A High Five for Glenn Burke
- Author: Phil Bildner
- Language: English
- Published: February 25, 2020
- Media type: Print
- Pages: 288
- ISBN: 978-0-374-31273-2
- OCLC: 1089284174

= A High Five for Glenn Burke =

2020 middle-grade novel by Phil Bildner

A High Five for Glenn Burke is a middle-grade novel by Phil Bildner, published February 25, 2020, by Farrar, Straus and Giroux, about Silas Wade, who learns about Glenn Burke, a gay, Major League baseball player in the 1970s and begins to accept his own sexual identity.

== Plot summary ==
Sixth-grader Silas Wade takes the first step toward coming out when he gives a presentation in class about a gay baseball player named Glenn Burke. His second step is confiding to his best friend Zoey, and eventually his coach, that he is gay. Silas soon finds himself stuck in a difficult situation and becomes torn between wanting to hide his identity and channeling the courage to embrace it.
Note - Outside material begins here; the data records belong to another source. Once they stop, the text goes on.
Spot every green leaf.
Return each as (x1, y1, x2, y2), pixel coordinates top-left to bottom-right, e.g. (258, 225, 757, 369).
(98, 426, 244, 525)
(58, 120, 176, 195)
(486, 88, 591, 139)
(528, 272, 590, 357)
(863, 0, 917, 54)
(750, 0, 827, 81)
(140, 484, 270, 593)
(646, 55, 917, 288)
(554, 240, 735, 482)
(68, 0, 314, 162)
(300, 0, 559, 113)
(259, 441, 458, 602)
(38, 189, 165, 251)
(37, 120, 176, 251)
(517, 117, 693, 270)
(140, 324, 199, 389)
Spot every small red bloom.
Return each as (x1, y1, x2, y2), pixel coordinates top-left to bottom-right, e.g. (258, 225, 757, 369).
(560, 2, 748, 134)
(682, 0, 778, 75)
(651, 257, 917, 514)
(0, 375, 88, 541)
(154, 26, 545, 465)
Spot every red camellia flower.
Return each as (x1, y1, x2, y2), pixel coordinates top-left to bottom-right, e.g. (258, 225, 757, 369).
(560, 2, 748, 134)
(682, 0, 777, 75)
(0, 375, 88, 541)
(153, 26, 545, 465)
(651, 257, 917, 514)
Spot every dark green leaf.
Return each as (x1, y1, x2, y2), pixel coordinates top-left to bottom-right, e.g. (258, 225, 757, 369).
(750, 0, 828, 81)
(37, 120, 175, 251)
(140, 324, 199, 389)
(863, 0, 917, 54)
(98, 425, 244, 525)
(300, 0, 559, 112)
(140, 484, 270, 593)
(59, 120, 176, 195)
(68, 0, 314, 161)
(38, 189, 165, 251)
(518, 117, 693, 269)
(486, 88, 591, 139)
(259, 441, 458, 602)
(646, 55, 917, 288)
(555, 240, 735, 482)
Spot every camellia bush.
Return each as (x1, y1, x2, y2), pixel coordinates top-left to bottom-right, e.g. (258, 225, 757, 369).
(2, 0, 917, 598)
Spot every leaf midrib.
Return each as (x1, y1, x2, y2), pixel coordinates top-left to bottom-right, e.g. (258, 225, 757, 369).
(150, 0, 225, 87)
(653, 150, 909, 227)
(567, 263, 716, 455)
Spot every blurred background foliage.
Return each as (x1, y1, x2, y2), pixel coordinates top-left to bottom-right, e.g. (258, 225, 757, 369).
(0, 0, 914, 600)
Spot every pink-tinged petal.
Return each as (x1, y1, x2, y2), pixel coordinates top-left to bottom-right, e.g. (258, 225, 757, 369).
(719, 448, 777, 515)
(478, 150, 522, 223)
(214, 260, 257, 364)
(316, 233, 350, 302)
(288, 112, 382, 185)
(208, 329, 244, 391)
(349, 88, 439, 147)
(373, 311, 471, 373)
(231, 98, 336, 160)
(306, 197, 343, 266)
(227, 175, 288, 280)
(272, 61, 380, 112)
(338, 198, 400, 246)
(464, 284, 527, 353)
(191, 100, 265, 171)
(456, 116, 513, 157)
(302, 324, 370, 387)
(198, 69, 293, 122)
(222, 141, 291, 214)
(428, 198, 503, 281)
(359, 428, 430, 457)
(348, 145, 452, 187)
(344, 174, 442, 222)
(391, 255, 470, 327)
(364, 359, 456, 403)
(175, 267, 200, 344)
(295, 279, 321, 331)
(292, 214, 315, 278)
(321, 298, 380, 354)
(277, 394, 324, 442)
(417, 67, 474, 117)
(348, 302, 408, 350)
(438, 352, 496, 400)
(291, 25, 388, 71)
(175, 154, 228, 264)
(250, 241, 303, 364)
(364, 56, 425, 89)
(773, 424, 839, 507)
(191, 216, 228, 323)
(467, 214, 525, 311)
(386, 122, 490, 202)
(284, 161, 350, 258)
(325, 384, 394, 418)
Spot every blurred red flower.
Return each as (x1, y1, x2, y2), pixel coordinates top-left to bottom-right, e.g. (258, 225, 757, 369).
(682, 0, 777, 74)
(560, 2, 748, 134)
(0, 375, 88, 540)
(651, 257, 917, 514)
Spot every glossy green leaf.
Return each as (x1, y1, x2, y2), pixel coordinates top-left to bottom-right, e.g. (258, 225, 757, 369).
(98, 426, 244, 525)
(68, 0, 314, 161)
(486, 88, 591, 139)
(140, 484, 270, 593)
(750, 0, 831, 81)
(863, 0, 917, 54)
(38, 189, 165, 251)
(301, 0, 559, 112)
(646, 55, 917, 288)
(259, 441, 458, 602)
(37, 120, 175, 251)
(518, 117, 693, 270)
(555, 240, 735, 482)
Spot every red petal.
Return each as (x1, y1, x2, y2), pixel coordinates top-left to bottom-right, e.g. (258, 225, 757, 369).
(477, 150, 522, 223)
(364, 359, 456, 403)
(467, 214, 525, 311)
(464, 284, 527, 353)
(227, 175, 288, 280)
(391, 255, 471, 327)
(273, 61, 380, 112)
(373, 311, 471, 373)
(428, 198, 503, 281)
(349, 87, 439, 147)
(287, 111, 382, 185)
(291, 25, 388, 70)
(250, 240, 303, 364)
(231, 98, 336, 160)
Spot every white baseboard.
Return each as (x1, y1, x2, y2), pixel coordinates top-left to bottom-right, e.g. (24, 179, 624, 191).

The story follows as Silas continues to navigate the struggles—and freedom—of coming out to those around him.

== Reception ==
A High Five for Glenn Burke received a starred review from Booklist, as well as positive reviews from Kirkus, The Bulletin of the Center for Children's Books, and School Library Journal.

Alongside being selected by the Junior Library Guild, A High Five for Glenn Burke received the following accolades:

- Chicago Public Library 2022-2023 Rebecca Caudill Award Nominee
- Lambda Literary Award for LGBTQ Children's Literature (2021)
- NCTE Charlotte Huck Award Honor Book (2021)
- Bank Street College of Education Best Book of 2021
- New York Public Library 100 Best Books for Kids
- Chicago Public Library Best Fiction for Older Readers (2020)

=== Controversy ===
In an interview with Phil Bildner in August 2020, he mentions that he was invited to a school in New Jersey but disinvited "once they learned the book had LGBTQ themes." Bildner has noted that he knows "it won't be the last time it happens."

He hopes parents and schools will continue advocating for books like A High Five for Glenn Burke, especially when they work with middle school students because "[t]hese kids are trying to figure out who they are and where they fit in, and they need to know a book like this exists." He continued, noting that "Tragically, when you erase LGBTQ books and eliminate access to them, you erase these kids and their narratives. And, when you do this, lives are at stake. These kids need to know that their stories and their lives, matter. Teachers and librarians need to be caretakers—not gatekeepers—to create a safe space for all kids."

In 2022 in Texas, parents Paul and Rachel Elliott challenged 280 books, including A High Five for Glenn Burke, and many others containing LGBTQIA+ themes; however, no books were removed from libraries as a result. In August 2023, The Des Moines Register published an article on a list of banned books in an Iowa school district, which included A High Five for Glenn Burke.